# Thread: Help with the bounds on this double integral

1. ## Help with the bounds on this double integral

double integral (D) of y^3(x^2+y^2)^(-3/2) DXDY where (D) is the region determined by the ocnditions .5 less than or equal to y less than or equal to 1 and x^2+y^2 less than or equal to 1.

double integral (D) of y^3(x^2+y^2)^(-3/2) DXDY where (D) is the region determined by the ocnditions .5 less than or equal to y less than or equal to 1 and x^2+y^2 less than or equal to 1.
Have you drawn the region of integration? It's the interior of the unit circle that lies above the line y = 1/2.

One possible set up is $\int_{x = -\sqrt{3}/2}^{x = \sqrt{3}/2} \int_{y=1/2}^{y=+\sqrt{1 - x^2}} y^3 (x^2 + y^2)^{-3/2} \, dy \, dx$.
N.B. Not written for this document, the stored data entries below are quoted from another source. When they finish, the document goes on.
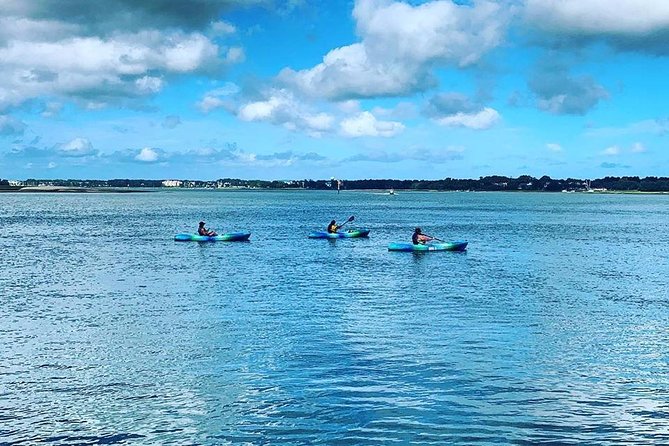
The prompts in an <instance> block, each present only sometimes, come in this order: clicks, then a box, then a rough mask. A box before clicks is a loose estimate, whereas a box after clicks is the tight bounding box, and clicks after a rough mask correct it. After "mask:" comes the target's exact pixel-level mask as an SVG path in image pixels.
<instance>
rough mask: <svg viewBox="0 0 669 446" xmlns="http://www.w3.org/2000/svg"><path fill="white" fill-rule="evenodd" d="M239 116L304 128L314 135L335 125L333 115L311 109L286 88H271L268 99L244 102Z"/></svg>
mask: <svg viewBox="0 0 669 446" xmlns="http://www.w3.org/2000/svg"><path fill="white" fill-rule="evenodd" d="M237 116H238V117H239V119H241V120H243V121H264V122H269V123H272V124H275V125H282V126H284V127H285V128H287V129H289V130H304V131H306V132H307V133H308V134H310V135H311V136H314V137H319V136H321V135H322V134H323V133H325V132H328V131H330V130H331V129H332V127H333V125H334V117H333V116H332V115H330V114H328V113H324V112H313V111H311V110H310V109H309V108H308V107H307V106H306V105H304V104H302V103H300V102H299V101H298V100H297V99H296V98H295V96H294V95H293V94H292V93H291V92H290V91H288V90H285V89H280V90H271V91H269V92H268V96H267V98H266V99H264V100H260V101H253V102H248V103H246V104H243V105H242V106H240V107H239V109H238V110H237Z"/></svg>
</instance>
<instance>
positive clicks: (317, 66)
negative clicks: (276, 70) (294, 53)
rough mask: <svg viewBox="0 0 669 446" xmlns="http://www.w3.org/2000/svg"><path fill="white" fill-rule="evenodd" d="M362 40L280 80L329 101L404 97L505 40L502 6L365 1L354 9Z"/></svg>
mask: <svg viewBox="0 0 669 446" xmlns="http://www.w3.org/2000/svg"><path fill="white" fill-rule="evenodd" d="M353 17H354V18H355V20H356V24H357V32H358V34H359V35H360V36H361V39H362V40H361V42H358V43H354V44H352V45H349V46H344V47H340V48H336V49H333V50H332V51H330V52H329V53H328V54H326V55H325V56H324V57H323V62H322V63H320V64H318V65H316V66H315V67H313V68H310V69H306V70H301V71H294V70H292V69H290V68H286V69H284V70H282V72H281V73H280V74H279V80H281V81H283V82H286V83H287V84H289V85H293V86H295V87H296V88H298V89H299V90H301V91H302V92H304V93H306V94H309V95H312V96H315V97H325V98H329V99H350V98H363V97H374V96H393V95H404V94H408V93H411V92H415V91H422V90H425V89H426V88H429V87H430V86H432V85H434V84H435V82H436V81H435V79H434V78H433V76H432V70H433V68H434V67H435V66H439V65H455V66H460V67H464V66H467V65H471V64H473V63H476V62H477V61H478V60H479V59H480V58H481V57H482V56H483V54H485V53H486V52H487V51H489V50H490V49H492V48H494V47H496V46H498V45H499V44H500V43H501V42H502V39H503V34H504V31H505V28H506V23H507V18H508V17H507V14H505V13H504V9H503V8H502V6H501V5H497V4H496V3H494V2H491V1H479V2H476V3H475V4H474V5H458V4H456V3H453V2H451V1H450V0H435V1H430V2H427V3H424V4H421V5H418V6H411V5H409V4H407V3H404V2H396V1H389V0H358V1H357V2H356V5H355V8H354V10H353Z"/></svg>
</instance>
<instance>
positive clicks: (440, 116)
mask: <svg viewBox="0 0 669 446" xmlns="http://www.w3.org/2000/svg"><path fill="white" fill-rule="evenodd" d="M424 113H425V114H426V115H427V116H429V117H431V118H432V119H433V120H434V121H435V122H436V123H438V124H439V125H443V126H447V127H466V128H470V129H475V130H483V129H487V128H490V127H492V126H493V125H495V124H496V123H497V122H498V121H499V119H500V116H499V113H498V112H497V110H495V109H493V108H490V107H484V106H483V105H481V104H479V103H478V102H476V101H473V100H472V99H470V98H469V97H468V96H466V95H463V94H460V93H441V94H437V95H435V96H433V97H432V98H431V99H430V101H429V102H428V105H427V106H426V107H425V110H424Z"/></svg>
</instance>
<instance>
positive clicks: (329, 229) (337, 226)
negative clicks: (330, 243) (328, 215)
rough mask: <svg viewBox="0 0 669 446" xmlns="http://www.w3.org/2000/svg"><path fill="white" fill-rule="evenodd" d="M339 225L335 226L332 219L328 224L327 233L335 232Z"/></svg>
mask: <svg viewBox="0 0 669 446" xmlns="http://www.w3.org/2000/svg"><path fill="white" fill-rule="evenodd" d="M339 228H341V226H337V222H336V221H334V220H332V221H331V222H330V224H329V225H328V234H336V233H337V231H338V230H339Z"/></svg>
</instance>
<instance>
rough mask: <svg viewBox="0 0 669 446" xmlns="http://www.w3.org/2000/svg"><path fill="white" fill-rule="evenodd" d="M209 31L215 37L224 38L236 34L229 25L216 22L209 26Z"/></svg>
mask: <svg viewBox="0 0 669 446" xmlns="http://www.w3.org/2000/svg"><path fill="white" fill-rule="evenodd" d="M211 31H212V32H213V33H214V34H215V35H217V36H225V35H228V34H234V33H235V32H237V28H235V26H234V25H233V24H231V23H228V22H224V21H222V20H221V21H218V22H214V23H212V24H211Z"/></svg>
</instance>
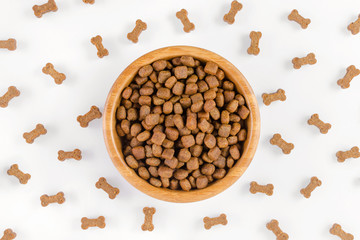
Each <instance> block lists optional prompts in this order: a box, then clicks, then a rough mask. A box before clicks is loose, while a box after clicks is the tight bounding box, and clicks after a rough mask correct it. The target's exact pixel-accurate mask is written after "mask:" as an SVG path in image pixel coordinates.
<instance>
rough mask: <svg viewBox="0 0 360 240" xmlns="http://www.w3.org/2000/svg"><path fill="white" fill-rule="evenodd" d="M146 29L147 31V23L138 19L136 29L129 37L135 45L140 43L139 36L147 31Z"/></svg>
mask: <svg viewBox="0 0 360 240" xmlns="http://www.w3.org/2000/svg"><path fill="white" fill-rule="evenodd" d="M146 29H147V25H146V23H144V22H143V21H141V20H140V19H138V20H136V25H135V28H134V29H133V30H132V32H129V33H128V35H127V37H128V39H129V40H130V41H132V42H133V43H137V42H138V41H139V36H140V34H141V32H142V31H145V30H146Z"/></svg>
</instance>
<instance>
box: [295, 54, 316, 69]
mask: <svg viewBox="0 0 360 240" xmlns="http://www.w3.org/2000/svg"><path fill="white" fill-rule="evenodd" d="M316 62H317V61H316V58H315V54H314V53H309V54H308V55H306V57H302V58H298V57H296V58H293V60H292V63H293V66H294V68H295V69H300V68H301V67H302V66H303V65H306V64H309V65H313V64H315V63H316Z"/></svg>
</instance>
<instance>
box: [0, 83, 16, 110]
mask: <svg viewBox="0 0 360 240" xmlns="http://www.w3.org/2000/svg"><path fill="white" fill-rule="evenodd" d="M19 95H20V91H19V90H18V89H17V88H16V87H14V86H10V87H9V88H8V91H7V92H6V93H5V94H4V95H3V96H2V97H0V107H2V108H6V107H7V106H8V105H9V102H10V100H11V99H13V98H14V97H18V96H19Z"/></svg>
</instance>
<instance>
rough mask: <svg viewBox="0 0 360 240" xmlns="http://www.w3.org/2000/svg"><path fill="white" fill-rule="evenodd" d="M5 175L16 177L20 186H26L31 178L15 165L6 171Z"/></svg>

Another is $\int_{x = - \sqrt{1 - y^2}}^{x=+\sqrt{1 - y^2}} \int_{y = 1/2}^{y=1} y^3 (x^2 + y^2)^{-3/2} \, dx \, dy$.

But you should consider switching to polar coordinates. In which case you'll need to express the line y = 1/2 in polar coordinates. Note that $\frac{\pi}{6} \leq \theta \leq \frac{5 \pi}{6}$.

3. ## could I get a tip on how to integrate this as well, just not seeing it

as much help on this as possible would be greatly appreciated.

as much help on this as possible would be greatly appreciated.
Have you drawn a sketch of the region?

Switching to polar coordinates: $I = \int_{\theta = \pi/6}^{5 \pi/6} \int_{r = 1/(2 \sin \theta)}^{r=1} r \sin^3 \theta \, dr \, d\theta$.

If you're still stuck now, you'll need to say what part(s) of this expression you're struggling to get.

5. ## customary to switch to polar here?

I punched it in my calculator and got xy/sqrt(x^2+y^2). I just wanted to make sure that I knew how to do it both ways. Thanks very much for all your help.